As Muslims across Australia prepare to celebrate Eid Al Fitr on Sunday, one Sydney small business owner is eager to spread joy and happiness to end an otherwise subdued Ramadan.
Lebanese-Australian Fatimah Omran is baking cakes and giving them away for Eid Al Fitr, the religious holiday celebrated by Muslims to mark the end of fasting during Ramadan.
The initiative is her way of ensuring that community members hardest hit by the coronavirus pandemic can also enjoy the holiday.
Coronavirus social distancing measures have affected the way Muslims have marked the holy month of Ramadan, as mosques have kept their doors closed.
Eid Al Fitr is the first and only day in the month of Shawwal during which Muslims are not permitted to fast from dawn to sunset.
Celebrations usually feature two to three days of celebrations that include special morning prayers.
Sweet dishes are usually prepared at homes and gifts are given to children and to those in need.
Festivities usually begin on the night before the first day of Eid with the baking of maamoul biscuits.
For Ms Omran, the joy and celebration of the Eid festival has always been very special and remind her of years past.
She remembers gathering with her children to mix and bake maamoul biscuits in a joyful atmosphere.
“Baking maamoul, my whole family contributed by laying out sheets on the kitchen floor and we all helped my mother make an abundant supply that we would distribute to close relatives and friends.
“Growing up not only did we dress in new clothes but woke up pre-dawn and line up in front of my dad while he greeted us with Eid money gifts. We then accompanied my parents to the mosque for prayers.”
She recalls that Eid celebrations were also a time to reconnect with family and friends.
"We would reminisce while standing on the streets of Lakemba [outside the mosque] and chat about how Ramadan went by in a speed of lightning.

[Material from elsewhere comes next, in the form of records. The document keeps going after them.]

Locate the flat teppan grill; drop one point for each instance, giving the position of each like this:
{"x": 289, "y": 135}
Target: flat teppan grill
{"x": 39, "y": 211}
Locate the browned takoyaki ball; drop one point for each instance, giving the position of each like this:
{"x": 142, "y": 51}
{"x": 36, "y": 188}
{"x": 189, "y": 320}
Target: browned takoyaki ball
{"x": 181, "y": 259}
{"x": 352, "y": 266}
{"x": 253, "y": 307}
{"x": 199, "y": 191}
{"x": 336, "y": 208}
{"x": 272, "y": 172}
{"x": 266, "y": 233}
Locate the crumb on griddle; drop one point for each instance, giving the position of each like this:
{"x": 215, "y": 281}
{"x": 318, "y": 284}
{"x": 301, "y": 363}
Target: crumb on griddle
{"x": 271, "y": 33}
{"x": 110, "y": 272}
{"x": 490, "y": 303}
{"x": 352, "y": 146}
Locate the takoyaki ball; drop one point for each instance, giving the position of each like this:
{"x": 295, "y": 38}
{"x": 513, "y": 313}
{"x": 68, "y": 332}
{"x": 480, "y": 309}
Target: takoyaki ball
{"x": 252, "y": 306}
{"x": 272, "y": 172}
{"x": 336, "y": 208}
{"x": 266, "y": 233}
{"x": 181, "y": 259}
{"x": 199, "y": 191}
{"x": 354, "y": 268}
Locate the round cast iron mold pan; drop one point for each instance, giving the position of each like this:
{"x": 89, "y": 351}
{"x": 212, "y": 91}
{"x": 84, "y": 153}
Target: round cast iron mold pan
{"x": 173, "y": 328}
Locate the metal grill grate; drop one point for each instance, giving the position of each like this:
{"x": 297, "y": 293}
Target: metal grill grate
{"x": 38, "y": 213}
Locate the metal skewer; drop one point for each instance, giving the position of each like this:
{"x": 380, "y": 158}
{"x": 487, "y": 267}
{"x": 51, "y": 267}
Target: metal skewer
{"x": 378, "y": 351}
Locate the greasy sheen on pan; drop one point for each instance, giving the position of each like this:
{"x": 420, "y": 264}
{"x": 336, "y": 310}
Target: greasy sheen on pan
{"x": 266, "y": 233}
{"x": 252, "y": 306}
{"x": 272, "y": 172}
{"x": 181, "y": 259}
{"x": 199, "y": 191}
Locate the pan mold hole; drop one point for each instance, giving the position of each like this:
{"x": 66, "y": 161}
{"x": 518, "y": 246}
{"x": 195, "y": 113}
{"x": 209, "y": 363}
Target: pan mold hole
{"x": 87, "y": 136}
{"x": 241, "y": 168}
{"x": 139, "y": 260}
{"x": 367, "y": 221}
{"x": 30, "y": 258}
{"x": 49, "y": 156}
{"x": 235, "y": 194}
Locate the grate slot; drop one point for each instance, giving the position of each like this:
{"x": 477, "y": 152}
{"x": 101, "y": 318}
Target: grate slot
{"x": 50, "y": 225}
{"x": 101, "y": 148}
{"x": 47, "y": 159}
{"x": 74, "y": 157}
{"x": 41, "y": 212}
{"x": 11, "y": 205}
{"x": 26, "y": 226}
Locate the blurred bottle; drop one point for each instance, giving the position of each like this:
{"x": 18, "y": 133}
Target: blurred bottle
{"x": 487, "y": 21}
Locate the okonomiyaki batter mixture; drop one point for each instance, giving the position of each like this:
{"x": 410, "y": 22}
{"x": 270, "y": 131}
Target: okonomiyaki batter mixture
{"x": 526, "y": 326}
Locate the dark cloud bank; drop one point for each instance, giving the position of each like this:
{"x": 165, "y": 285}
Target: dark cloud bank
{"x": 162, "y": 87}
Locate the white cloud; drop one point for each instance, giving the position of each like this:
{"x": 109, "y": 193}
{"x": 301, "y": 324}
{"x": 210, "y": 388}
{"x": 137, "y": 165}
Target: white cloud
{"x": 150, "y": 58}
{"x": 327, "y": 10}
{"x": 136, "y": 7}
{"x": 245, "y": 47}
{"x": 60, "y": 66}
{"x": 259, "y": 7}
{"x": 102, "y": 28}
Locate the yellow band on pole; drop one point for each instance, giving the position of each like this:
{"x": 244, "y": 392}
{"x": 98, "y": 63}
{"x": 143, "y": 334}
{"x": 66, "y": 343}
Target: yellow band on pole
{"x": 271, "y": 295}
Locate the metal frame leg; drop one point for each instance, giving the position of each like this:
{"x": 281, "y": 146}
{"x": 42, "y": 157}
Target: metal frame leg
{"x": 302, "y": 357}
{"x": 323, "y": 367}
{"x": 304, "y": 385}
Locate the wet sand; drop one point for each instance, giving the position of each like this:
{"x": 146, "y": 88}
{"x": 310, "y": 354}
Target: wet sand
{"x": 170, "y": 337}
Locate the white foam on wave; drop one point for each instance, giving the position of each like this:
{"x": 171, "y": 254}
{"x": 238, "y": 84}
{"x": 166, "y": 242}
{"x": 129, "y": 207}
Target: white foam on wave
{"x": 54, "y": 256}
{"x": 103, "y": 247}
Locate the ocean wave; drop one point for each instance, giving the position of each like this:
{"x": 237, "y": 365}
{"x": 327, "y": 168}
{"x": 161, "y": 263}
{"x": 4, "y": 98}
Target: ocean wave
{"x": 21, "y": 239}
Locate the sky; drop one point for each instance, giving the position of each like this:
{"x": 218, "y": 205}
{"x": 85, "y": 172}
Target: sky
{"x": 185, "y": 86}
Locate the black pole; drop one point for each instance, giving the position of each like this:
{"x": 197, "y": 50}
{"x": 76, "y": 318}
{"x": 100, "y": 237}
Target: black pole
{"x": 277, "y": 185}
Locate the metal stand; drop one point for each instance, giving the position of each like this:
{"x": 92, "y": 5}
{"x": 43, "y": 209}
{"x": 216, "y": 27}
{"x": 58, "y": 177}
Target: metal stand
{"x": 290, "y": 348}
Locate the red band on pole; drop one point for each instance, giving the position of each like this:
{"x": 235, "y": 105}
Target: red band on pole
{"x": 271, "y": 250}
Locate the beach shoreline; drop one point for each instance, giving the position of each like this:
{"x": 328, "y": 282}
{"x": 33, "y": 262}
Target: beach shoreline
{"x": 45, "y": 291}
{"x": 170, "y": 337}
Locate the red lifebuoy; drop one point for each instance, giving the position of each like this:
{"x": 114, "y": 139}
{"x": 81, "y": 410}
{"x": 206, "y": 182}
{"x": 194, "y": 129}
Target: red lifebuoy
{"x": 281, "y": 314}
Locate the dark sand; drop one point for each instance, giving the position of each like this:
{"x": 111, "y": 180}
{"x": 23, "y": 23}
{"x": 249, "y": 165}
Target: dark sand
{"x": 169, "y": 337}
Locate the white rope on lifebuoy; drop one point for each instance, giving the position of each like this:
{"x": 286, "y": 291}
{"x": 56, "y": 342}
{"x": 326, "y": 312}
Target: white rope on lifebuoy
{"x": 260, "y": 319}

“Usually, the family would spend the rest of the day was spent visiting every single family member, giving gifts of money to every child and enjoying tables filled with all kinds of dessert and sweets you can imagine.
“Since childhood, I have celebrated on two occasions only, the Eid and Ramadan."

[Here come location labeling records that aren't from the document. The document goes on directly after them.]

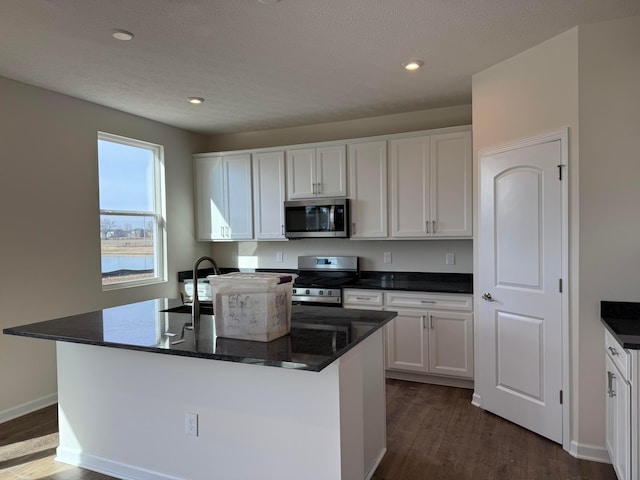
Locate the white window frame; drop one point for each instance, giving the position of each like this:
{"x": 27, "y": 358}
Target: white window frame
{"x": 159, "y": 213}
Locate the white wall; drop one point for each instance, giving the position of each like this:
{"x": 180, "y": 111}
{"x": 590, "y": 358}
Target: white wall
{"x": 533, "y": 93}
{"x": 49, "y": 245}
{"x": 609, "y": 78}
{"x": 412, "y": 256}
{"x": 364, "y": 127}
{"x": 407, "y": 255}
{"x": 586, "y": 79}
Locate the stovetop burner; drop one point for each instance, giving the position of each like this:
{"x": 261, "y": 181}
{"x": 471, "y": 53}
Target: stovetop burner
{"x": 320, "y": 279}
{"x": 314, "y": 281}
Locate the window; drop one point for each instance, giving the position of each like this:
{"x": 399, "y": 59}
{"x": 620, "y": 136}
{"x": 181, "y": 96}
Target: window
{"x": 132, "y": 226}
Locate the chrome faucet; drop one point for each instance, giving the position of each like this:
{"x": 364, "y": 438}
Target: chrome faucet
{"x": 195, "y": 305}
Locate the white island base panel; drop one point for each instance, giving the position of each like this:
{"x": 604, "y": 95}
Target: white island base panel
{"x": 122, "y": 413}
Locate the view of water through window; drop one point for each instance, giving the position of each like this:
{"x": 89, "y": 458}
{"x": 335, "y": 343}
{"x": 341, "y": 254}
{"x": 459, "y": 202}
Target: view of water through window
{"x": 128, "y": 211}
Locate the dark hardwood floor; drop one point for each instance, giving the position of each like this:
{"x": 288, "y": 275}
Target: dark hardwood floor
{"x": 433, "y": 432}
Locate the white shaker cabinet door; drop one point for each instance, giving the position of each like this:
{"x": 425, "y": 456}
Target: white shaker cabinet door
{"x": 331, "y": 171}
{"x": 451, "y": 343}
{"x": 407, "y": 342}
{"x": 451, "y": 180}
{"x": 223, "y": 197}
{"x": 268, "y": 195}
{"x": 240, "y": 210}
{"x": 368, "y": 190}
{"x": 210, "y": 198}
{"x": 409, "y": 181}
{"x": 301, "y": 173}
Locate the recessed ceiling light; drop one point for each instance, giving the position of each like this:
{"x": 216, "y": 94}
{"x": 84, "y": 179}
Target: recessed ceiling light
{"x": 412, "y": 65}
{"x": 122, "y": 35}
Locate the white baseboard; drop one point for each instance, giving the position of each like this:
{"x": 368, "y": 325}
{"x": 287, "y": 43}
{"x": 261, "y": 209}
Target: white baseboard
{"x": 28, "y": 407}
{"x": 433, "y": 379}
{"x": 589, "y": 452}
{"x": 108, "y": 467}
{"x": 375, "y": 465}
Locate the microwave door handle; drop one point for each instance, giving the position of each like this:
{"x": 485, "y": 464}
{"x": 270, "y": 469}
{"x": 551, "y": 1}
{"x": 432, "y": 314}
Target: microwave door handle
{"x": 332, "y": 218}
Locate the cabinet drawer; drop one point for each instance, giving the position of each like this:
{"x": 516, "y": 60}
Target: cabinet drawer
{"x": 428, "y": 301}
{"x": 353, "y": 297}
{"x": 620, "y": 357}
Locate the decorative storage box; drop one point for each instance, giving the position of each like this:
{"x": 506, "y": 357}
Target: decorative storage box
{"x": 252, "y": 306}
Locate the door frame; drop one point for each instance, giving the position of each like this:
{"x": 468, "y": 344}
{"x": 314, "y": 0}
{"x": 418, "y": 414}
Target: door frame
{"x": 561, "y": 135}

She's eager to spread similar experiences to her own children, and part of that is to decorate her family home with Ramadan and Eid banners.
"I would like to make the days of Eid very special for my children so that they can appreciate the joy of Eid as we did."
Through her cake giveaway, she hopes to keep the spirit of celebration alive especially during these difficult times.
"This Eid, my children, and I will make the cakes and we will distribute them together to disadvantaged families, because Eid symbolises love, kindness and sympathy, and I would like my children to know and understand this."
To get the ball rolling on the initiative, she asked her followers on social media to nominate people who have been affected by the pandemic, to receive a cake on the first day of Eid.
"They don't have to be Arabs or Muslims," she says.
"This is open for the public and everyone ... We all need to be happy now, especially in these circumstances."